I received this letter from an old friend, Joe Speroni
AH0A/7J1AAA, who has been living and working in Japan for many years. He
is also the author of the well-known MORSE ACADEMY software for teaching
Morse code. Anyway, it was such an exciting letter that I thought it would
be of interest to others here on "the Web".
Dear Sandy, W7BX
Greetings from Tokyo and all the members of TIARA (Tokyo
International Amateur Radio Association). I know I promised you a series
of articles on Japanese amateur radio, but there is something so exciting
I just have to take a break and tell you about it.
It all started with the work that Ed Coan (AH7L/7J1AAE)
did on antenna pattern plotting using his personal computer and the A-to-D
converter in his FT-1000. The circular, and even backward antenna patterns
of some of our local TIARA club members brought home the point that what
a good station needs is a good antenna. Ed's antenna looks great and the
results verify it. He works regular schedules into Colorado and Maine,
just like sunspots don't mean anything. My mini-beam just could not compare.
Well, I got to thinking about what we Tokyo apartment
dwellers could do and realized that space is THE problem. How do you fit
a full-sized beam on a balcony? Loading coils are the answer and the problem
at the same time -- the antenna radiation resistance drops as reactance
is substituted for length. High current loops develop and the power is
dissipated in the antenna instead of being radiated. If only the antenna
didn't dissipate the power. Hmmm....let's see, P=E2
/R; now if R were 0 then...
From my work, I have some contacts in research groups
over at Tokyo University. Better yet, I knew a Japanese ham that is a graduate
student there. The thought running through my head was to build a super-conducting
antenna. This requires cryogenics, i.e. temperatures around minus 279 degrees
Centigrade. I was able get the university folks interested in the project
and we built a 10-meter dipole test silicon wafer. They put together a
lot of serial coils by "re-work" on the wafer; they were able
to connect them so we had a super-conducting yagi. I took my TS-930 transceiver
down to the lab for the first tests, but before we could test it, actual
measurements showed it was resonant on 3.126 MHz. It seems that the normal
equations for inductance don't work with super-conducting materials --
you need a lot fewer turns to get the same results compared to room temperature.

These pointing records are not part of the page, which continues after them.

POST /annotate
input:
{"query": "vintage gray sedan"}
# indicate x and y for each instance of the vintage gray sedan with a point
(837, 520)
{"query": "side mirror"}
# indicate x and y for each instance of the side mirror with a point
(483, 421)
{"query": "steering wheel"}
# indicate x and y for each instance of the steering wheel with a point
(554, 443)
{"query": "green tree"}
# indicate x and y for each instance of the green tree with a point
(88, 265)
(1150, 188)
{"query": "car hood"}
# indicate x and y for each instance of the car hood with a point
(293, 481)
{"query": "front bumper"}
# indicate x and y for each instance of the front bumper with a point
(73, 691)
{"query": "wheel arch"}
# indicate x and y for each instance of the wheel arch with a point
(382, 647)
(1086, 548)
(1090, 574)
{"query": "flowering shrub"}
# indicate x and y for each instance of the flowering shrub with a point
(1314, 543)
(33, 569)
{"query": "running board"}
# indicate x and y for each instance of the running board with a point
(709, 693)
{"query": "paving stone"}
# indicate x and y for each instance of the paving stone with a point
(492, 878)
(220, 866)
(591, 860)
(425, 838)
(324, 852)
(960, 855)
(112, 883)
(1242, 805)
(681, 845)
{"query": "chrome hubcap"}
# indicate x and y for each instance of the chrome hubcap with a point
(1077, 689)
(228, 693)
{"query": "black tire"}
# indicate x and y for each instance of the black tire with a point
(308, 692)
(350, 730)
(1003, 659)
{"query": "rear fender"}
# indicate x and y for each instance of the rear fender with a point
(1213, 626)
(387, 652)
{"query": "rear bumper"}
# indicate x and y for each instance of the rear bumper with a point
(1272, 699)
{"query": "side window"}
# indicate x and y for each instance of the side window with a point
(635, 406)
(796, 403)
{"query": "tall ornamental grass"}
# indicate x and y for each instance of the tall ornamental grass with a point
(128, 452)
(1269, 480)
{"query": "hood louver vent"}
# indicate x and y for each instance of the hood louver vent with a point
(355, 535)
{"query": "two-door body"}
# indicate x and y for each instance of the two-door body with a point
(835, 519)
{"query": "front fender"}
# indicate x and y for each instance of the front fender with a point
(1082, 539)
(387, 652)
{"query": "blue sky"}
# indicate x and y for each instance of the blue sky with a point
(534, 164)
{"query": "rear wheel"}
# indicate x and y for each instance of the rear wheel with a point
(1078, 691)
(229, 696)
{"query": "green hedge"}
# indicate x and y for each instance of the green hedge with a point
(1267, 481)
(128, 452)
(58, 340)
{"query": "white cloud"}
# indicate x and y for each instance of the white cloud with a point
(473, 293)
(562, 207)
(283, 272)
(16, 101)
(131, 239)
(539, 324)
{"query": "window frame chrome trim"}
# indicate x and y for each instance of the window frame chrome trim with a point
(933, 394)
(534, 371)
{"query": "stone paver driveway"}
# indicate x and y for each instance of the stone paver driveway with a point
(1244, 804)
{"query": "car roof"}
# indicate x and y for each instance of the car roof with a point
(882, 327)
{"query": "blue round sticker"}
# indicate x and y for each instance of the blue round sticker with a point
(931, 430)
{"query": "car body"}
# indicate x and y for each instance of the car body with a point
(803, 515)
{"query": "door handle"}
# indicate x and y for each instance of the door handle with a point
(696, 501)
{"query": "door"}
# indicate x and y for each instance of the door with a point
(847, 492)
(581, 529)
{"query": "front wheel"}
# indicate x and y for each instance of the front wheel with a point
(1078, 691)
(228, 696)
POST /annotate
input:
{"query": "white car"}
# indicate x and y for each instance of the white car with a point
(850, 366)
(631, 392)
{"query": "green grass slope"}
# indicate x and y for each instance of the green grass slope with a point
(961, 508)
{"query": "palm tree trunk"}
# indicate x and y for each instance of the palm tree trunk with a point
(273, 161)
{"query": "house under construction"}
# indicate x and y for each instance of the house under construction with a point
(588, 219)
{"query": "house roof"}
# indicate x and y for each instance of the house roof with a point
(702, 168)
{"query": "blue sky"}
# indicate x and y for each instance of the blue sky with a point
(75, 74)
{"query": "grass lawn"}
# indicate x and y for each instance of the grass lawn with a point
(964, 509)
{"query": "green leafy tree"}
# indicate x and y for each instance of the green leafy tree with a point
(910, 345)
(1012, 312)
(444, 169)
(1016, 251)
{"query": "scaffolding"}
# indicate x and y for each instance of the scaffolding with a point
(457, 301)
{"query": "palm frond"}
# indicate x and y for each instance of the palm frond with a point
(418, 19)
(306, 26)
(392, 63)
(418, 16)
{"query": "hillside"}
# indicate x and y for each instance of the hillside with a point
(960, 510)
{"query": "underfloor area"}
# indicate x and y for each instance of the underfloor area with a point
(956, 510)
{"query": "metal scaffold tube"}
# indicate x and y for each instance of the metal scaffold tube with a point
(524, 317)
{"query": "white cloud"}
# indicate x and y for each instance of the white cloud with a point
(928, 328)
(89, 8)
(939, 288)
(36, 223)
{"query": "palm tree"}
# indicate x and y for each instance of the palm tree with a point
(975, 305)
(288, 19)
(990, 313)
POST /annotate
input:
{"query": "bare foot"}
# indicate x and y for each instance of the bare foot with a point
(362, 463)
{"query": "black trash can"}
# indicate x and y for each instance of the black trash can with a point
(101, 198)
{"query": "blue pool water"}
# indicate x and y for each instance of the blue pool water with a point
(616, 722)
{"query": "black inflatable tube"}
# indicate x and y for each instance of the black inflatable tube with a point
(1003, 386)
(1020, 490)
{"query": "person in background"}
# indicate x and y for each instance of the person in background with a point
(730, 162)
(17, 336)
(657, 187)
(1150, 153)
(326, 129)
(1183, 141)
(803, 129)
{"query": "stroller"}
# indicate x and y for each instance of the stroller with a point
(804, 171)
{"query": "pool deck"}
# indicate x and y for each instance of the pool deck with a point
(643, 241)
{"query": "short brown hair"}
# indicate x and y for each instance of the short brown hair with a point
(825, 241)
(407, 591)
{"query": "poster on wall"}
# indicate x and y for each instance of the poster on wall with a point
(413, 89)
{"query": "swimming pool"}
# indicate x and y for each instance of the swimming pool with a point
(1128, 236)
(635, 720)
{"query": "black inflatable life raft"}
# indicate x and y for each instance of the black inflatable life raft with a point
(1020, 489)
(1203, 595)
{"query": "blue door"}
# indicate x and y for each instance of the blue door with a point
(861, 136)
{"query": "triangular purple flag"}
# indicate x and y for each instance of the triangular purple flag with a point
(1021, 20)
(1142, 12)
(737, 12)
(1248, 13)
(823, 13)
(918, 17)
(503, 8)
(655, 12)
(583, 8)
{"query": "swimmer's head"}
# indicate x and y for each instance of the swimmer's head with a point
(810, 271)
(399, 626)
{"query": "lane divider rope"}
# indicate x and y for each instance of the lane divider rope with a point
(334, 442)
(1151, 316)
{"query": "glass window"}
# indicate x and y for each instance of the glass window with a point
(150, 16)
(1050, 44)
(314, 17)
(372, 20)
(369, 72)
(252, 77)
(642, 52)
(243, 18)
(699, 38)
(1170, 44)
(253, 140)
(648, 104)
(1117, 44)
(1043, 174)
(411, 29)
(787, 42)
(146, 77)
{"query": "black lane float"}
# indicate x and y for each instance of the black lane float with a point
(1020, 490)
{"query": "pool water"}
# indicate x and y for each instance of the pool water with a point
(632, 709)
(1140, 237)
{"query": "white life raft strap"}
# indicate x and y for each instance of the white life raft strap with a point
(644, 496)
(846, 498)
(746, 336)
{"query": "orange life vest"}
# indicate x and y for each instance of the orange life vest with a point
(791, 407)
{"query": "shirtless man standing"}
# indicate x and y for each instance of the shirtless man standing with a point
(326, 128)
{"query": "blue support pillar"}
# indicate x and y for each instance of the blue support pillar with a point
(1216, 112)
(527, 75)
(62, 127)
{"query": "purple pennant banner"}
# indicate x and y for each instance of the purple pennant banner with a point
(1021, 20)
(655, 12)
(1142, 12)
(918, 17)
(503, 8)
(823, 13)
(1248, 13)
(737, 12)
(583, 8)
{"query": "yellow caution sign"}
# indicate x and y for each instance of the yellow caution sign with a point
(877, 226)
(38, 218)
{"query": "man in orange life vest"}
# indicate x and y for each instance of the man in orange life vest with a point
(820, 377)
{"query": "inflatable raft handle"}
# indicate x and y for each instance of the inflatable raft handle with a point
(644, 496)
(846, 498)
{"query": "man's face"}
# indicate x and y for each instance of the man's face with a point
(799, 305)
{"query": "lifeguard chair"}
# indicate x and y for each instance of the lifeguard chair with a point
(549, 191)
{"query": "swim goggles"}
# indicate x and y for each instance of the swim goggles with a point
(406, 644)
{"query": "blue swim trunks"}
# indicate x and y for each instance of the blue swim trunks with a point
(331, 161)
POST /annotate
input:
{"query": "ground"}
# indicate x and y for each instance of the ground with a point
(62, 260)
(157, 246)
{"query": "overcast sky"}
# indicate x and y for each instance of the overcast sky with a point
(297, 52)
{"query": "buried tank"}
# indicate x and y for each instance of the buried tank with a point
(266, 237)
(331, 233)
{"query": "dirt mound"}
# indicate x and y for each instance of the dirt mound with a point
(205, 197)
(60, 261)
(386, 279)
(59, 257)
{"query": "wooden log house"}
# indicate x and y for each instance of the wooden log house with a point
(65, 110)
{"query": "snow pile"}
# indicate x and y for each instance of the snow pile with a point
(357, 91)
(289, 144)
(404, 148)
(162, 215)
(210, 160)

Many measurements and trials later, we had a ten-meter resonant wafer.
This time we put a 40-element beam on each wafer and stacked 4 wafers in
the same assembly. That made a 160-element array on 10-meters in less than
a half-foot cube (15 cm
).
The first test didn't go too well. I connected my TS-930
to the super-conducting wafer antenna and tuned it for 10 meters. At room
temperature, we couldn't hear anything. Using a heat pump, the lab technicians
started lowering the antenna's temperature toward the super-conducting
region. I was really impressed by how small the equipment is, and started
thinking it might all fit in the shack. Just then, the TS-930 froze solid,
which had a negative effect on its operating characteristics. This wouldn't
be so easy after all; the coax connection would need some study!
We reworked the wafers to put inductive coupling on them,
but I could find no way to efficiently couple to it from the conducting
array. Fortunately the lab technicians came up with a new ceramic material
that passed RF but not heat. Probably, something that Kyocera invented
just for this use. I sent the TS-930 to the ham shop in Akihabara and asked
them to touch it up for me. My friend Suzuki-San, JH1WWC (store manager
at the ham shop), asked exactly how the paint had been peeled off around
the coax connector -- lightning maybe? No, I assured him -- just low temperature
exposure, without saying how low the temperatures were. The project had
to stay secret and besides, Suzuki-San can repair anything!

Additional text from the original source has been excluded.